During brainstorming, students may also want to investigate challenges from the real world that are similar to the one posed by the game. They can also look to see if any other robotics competitions have utilized similar challenges in the past. Brainstorming includes gathering data from other sources to help students create a successful solution.
Promising solutions should be documented in the team's notebook, including labeled drawings or pictures. If the team gets ideas from other sources, those sources should be clearly identified in the notebook.
Choose a Solution & Make a Plan
Once brainstorming has been completed and several ideas have been generated, teams should objectively evaluate each idea. The goal is to find the best solution for the team, regardless of the source. A table might help teams consider and compare the merits of each idea in relation to specific design desires and constraints. In the example below, each criteria is evaluated on a 0-5 point scale where 0 does not meet and 5 exceeds expectations. Because “Idea 4” has the highest overall score, it would be the objective choice.
Idea |
Criteria 1 |
Criteria 2 |
Criteria 3 |
Criteria 4 |
Total Score |
Idea 1 |
3 |
3 |
2 |
1 |
9 |
Idea 2 |
5 |
5 |
0 |
0 |
10 |
Idea 3 |
1 |
1 |
5 |
5 |
12 |
Idea 4 |
4 |
4 |
4 |
4 |
16 |
The team should document this process in the notebook, and explain how and why they choose their solution. They should also fully describe the solution in their engineering notebook, including a plan for how they'll build it. For advanced teams, this plan may include creating CAD models or detailed assembly drawings.
Build & Program
This is where teams will spend most of their time, and when prototypes and final robots and programs are created. Builds—both for code and for robots—generally start off as basic designs and evolve as details are added in later cycles of the design process. Students should take detailed notes in their notebook while building & coding, recording what they see, trying to figure out why some things work better than others, and then creating additional prototypes or programs to test new ideas. Gathering data, and recording it in the notebook, is an important part of building and coding.
Test the Solution
During this step, students will test what they've built or programmed to see what works, what doesn't, and what can be improved. Testing procedures should be well-documented in the notebook, and should include all measurable results. The main goal of this step is to decide whether the build or code meets the challenge and performs as expected and needed.
Repeat the Design Process
What happens when something doesn't work in testing? Students analyze the problem to identify the new challenge it presents, and they start a new cycle of the design process!

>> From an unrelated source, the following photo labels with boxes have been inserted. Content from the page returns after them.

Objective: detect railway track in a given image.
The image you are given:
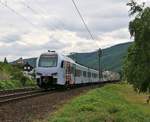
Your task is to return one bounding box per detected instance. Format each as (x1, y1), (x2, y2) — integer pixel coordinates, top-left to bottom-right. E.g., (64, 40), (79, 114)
(0, 89), (51, 105)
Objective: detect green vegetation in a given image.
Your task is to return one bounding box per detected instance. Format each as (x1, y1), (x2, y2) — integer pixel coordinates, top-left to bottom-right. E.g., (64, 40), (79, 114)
(0, 62), (35, 89)
(124, 0), (150, 96)
(20, 43), (132, 72)
(46, 83), (150, 122)
(70, 43), (131, 72)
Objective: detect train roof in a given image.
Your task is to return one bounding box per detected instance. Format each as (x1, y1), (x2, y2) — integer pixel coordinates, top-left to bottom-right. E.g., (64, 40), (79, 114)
(41, 51), (97, 71)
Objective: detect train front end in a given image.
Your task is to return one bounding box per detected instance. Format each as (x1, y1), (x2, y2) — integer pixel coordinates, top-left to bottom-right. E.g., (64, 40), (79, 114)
(35, 52), (59, 89)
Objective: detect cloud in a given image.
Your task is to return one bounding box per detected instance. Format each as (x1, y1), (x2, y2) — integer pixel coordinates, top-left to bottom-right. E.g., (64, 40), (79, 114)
(0, 0), (142, 60)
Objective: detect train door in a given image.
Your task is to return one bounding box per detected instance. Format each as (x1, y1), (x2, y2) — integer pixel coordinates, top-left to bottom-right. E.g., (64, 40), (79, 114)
(65, 62), (74, 85)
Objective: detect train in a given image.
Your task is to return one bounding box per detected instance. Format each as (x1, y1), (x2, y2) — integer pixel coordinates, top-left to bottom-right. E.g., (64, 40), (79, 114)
(35, 51), (119, 89)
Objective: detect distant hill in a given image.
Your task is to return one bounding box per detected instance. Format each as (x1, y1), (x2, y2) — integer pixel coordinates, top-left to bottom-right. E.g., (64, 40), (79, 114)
(13, 42), (132, 71)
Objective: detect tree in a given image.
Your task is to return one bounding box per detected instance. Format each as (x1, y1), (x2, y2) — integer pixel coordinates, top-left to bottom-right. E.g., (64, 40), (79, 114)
(4, 57), (8, 64)
(124, 0), (150, 102)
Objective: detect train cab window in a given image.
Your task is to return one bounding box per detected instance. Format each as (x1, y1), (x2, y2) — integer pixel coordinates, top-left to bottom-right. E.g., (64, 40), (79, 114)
(83, 71), (86, 77)
(88, 72), (91, 78)
(61, 61), (64, 68)
(38, 54), (58, 67)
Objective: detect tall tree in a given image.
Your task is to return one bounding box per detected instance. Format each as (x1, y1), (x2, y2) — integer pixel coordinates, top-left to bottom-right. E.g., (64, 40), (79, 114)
(124, 0), (150, 102)
(4, 57), (8, 64)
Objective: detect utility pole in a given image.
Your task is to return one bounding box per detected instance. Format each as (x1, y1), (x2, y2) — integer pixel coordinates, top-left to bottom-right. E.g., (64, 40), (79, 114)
(98, 48), (102, 80)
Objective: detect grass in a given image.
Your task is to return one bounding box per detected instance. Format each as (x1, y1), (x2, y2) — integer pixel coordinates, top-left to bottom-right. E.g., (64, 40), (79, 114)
(44, 84), (150, 122)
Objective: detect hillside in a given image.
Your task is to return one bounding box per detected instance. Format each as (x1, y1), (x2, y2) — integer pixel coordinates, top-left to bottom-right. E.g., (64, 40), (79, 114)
(14, 43), (131, 71)
(70, 43), (131, 71)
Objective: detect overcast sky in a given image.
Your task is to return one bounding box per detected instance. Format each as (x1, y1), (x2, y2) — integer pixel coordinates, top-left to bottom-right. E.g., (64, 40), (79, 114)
(0, 0), (149, 61)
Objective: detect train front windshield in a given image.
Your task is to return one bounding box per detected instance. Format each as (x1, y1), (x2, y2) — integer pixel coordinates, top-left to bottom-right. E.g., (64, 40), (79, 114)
(39, 55), (58, 67)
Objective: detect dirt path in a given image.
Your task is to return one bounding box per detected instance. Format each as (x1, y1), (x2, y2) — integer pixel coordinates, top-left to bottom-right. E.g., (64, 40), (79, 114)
(0, 85), (103, 122)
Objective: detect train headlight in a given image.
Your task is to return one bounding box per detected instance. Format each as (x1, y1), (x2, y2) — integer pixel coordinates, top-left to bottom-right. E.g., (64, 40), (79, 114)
(36, 72), (42, 76)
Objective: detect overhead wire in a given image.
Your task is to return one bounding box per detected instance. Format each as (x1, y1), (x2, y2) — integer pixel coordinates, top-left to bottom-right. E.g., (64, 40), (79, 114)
(72, 0), (94, 40)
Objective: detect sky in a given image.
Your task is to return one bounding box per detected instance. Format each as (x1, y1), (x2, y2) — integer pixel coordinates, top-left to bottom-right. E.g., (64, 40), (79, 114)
(0, 0), (149, 61)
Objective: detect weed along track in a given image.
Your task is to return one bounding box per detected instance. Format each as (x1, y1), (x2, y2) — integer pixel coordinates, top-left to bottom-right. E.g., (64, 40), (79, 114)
(0, 89), (54, 105)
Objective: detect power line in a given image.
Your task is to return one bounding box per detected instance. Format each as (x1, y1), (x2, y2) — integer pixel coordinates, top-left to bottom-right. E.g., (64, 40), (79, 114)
(72, 0), (94, 40)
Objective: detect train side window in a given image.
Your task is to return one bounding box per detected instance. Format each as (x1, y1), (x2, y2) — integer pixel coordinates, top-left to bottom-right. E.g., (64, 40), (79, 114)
(75, 69), (81, 77)
(83, 71), (86, 77)
(61, 61), (64, 68)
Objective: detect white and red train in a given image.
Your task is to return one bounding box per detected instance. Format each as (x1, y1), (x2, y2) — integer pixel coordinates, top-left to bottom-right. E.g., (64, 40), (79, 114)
(35, 51), (118, 88)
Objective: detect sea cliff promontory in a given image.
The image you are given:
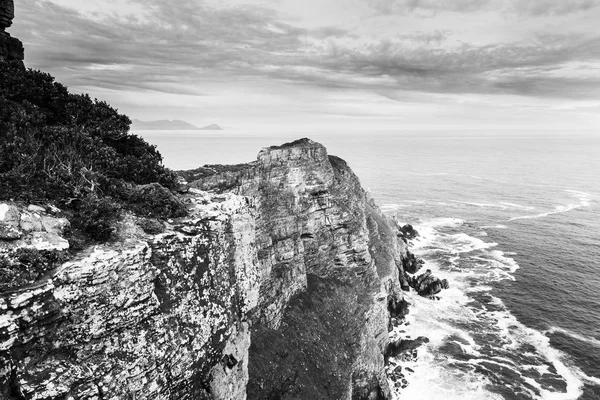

Not all design process cycles will need all steps, and some may jump from step to step or repeat a step multiple times before moving on to the next one. Design teams shouldn't be afraid of going backwards in the design process. The ultimate goal is to create the best design possible by improving it over and over again. Design cycles will probably overlap, too, especially between robot subsystems and code. Teams should do their best to identify which design process step(s) they're working in as they make entries in the notebook.
So how does a team decide when their robot is done? Simple: the team needs to set a schedule, and then stick to it. This schedule will vary greatly from team to team depending on their circumstances. If a team has six weeks to design and build their robot before the first competition, they should come up with some sort of schedule for this time period. Some teams will plan out each and every step in their build process while others will just do a quick overview.
The schedule is not always set in stone; ultimately the only fixed dates are the project start date and the robot completion deadline (usually the date of a competition). Everything else is likely to shift as the process unfolds.